In this sense, it is impossible to have a democratic society
in Indonesia if the majority of the Indonesian people, especially
its elite and its leaders, do not share personal value systems
which make respect for other human beings an imperative.

And it is precisely this particular value which is lacking in
other systems, including feudalism. For this reason I believe
that every Indonesian who spent some part of his or her life in
an environment imbued with feudalistic practices must have traces
of feudalism in him or her.

Even within the most democratic Indonesians of the "older
generations", I think there are personal inclinations that are
incompatible with democratic practices, especially if measured
with yardsticks commonly used in older democratic societies.

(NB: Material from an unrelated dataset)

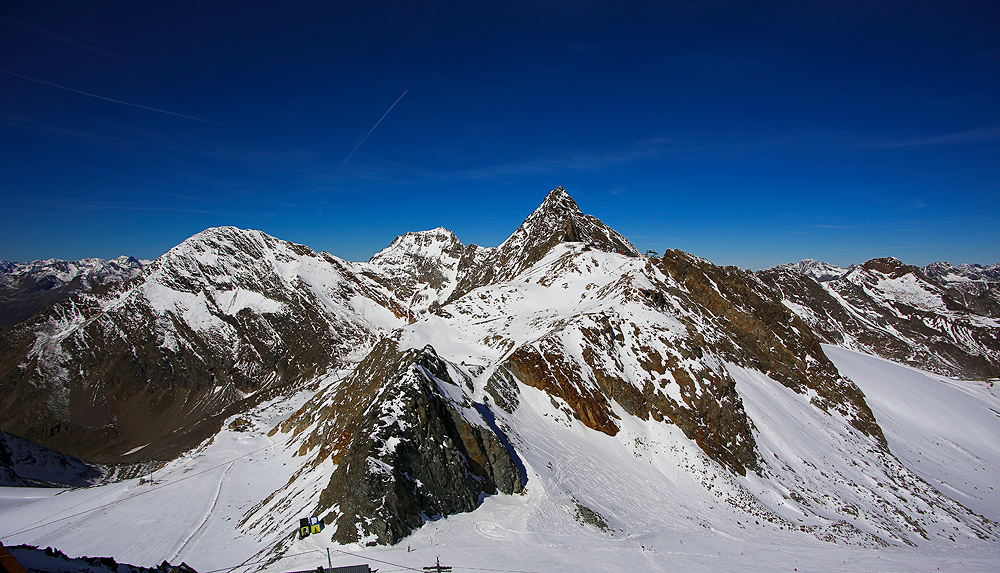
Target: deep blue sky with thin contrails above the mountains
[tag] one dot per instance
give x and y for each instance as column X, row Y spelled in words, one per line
column 749, row 133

The point is therefore not whether a person is sufficiently
democratic at a given stage in his or her life, but whether he or
she becomes increasingly more democratic or increasingly anti-
democratic during his or her lifetime.

If this country is to develop into a genuinely democratic
society it is the duty of every citizen to continuously reexamine
and increase his or her commitment to democratic values.

It is also the civic duty of every Indonesian citizen to help
his or her fellow Indonesians to become more democratic. Merely
judging others as non-democratic or insufficiently democratic
does not contribute anything to the building of democracy.

The writer is an observer of social and cultural affairs.